His connection with the Common Ground Country Fair goes back to the very beginning. In 1977, after a series of unfortunate events, he and his brother took $200 and started selling egg rolls at all the agricultural fairs in the state. He heard about "some little hippie gathering" in Litchfield, Maine, and they set up shop not realizing how popular their offerings would be. Strong hired people on the spot to help, and went down to the local store each night to restock ingredients. By the end of that first Fair weekend, they were taking vegetables out of the Exhibition Hall to feed the demand for egg rolls. The business grew, and Strong eventually designed and built two big trailers to house it.
Since then, Strong has served on the MOFGA board of directors; helped, with Ellis Percy and others, scout out the site in Unity for MOFGA’s headquarters; and served as food coordinator for 10 years while continuing to run his egg roll business.
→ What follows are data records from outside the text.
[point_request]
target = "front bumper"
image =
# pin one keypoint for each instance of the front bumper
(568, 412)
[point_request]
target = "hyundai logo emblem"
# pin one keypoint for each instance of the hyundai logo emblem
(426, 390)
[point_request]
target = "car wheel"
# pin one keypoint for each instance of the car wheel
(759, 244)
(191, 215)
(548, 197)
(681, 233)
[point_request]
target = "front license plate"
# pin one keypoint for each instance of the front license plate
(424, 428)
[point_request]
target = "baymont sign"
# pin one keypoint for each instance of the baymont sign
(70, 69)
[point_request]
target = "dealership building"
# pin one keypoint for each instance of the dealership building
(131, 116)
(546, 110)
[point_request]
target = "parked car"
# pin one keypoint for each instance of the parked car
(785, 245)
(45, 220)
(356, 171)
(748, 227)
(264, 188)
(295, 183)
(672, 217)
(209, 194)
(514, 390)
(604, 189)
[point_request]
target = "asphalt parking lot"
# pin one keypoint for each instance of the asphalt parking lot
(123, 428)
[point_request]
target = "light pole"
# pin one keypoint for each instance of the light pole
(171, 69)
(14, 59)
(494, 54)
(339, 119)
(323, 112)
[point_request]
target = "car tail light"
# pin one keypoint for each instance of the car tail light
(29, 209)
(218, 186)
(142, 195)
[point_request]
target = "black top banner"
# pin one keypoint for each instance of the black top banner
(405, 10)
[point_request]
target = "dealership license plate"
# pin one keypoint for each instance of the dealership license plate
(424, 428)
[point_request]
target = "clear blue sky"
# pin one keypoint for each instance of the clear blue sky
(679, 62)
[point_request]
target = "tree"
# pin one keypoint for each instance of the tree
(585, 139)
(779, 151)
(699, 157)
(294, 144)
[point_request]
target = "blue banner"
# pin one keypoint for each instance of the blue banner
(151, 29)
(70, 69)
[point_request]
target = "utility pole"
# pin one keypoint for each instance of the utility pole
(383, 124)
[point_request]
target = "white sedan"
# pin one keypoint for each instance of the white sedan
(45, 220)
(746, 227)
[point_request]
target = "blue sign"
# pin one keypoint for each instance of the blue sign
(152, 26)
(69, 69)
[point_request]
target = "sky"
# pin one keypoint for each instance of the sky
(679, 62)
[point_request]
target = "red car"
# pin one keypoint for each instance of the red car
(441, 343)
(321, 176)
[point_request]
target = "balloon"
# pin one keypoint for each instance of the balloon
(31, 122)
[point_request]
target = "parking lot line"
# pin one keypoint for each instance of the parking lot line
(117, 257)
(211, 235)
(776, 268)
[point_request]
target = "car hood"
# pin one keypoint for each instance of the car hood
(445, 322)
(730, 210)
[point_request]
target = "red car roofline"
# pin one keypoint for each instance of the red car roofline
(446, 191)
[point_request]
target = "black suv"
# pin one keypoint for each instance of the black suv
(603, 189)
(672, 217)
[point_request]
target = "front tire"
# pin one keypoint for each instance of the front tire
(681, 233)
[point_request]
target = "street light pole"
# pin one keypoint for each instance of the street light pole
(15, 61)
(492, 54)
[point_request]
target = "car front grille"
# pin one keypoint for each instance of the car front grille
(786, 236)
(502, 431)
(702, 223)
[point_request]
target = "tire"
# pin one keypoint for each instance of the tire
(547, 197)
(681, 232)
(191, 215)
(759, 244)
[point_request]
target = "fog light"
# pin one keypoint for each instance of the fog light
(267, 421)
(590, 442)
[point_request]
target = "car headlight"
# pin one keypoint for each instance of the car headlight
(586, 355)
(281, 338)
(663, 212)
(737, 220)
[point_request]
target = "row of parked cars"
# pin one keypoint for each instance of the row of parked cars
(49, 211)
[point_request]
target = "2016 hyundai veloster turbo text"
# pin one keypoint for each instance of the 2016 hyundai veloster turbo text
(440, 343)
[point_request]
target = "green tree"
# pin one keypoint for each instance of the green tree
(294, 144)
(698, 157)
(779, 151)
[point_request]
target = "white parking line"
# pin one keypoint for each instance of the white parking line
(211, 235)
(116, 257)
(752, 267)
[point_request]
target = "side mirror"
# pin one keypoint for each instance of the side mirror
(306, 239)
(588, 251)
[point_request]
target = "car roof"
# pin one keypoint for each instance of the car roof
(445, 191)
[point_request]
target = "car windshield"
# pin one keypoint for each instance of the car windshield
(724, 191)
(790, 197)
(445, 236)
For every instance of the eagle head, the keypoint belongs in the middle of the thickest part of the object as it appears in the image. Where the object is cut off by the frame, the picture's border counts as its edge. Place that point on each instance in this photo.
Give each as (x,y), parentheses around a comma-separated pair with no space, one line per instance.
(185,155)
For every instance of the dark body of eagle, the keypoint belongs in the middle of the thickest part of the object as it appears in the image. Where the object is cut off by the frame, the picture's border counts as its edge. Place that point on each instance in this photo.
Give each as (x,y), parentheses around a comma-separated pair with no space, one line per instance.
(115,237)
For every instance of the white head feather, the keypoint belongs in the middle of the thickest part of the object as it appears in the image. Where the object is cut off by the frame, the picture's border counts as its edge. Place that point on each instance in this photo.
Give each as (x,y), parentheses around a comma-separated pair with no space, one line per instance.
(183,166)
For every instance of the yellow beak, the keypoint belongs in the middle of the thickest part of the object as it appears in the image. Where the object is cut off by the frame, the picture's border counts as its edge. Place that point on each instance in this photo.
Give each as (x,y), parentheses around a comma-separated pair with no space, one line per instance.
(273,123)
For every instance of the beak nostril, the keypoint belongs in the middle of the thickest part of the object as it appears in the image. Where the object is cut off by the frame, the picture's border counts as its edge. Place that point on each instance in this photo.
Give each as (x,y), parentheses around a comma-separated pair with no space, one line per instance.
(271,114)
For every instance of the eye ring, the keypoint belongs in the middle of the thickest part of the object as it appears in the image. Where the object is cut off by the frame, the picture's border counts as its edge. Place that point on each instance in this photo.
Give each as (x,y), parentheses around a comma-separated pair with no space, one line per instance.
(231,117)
His legacy of yummy egg rolls is still carried on by the Unitarian Universalist (UU) Church of Ellsworth.
When the Fair moved to Unity, Strong became its communications coordinator. He was also one of the traffic coordinators early on in Unity and has nothing but high praise for the cooperation he received from the local communities and the Waldo County Sherriff's Department. He says, about the way the Fair is run, "You can make your own job, it's really what I've done. Lots of the coordinators have done the same thing. You can find your niche and fill it because of the way the Fair is structured. Everyone has some special talent — they just need to find it and nurture it."
Strong has committed to making it to 50 fairs and has not missed one yet. This unique combination of creativity and commitment from volunteers like Strong is what makes the Common Ground Country Fair the event that we all know and love.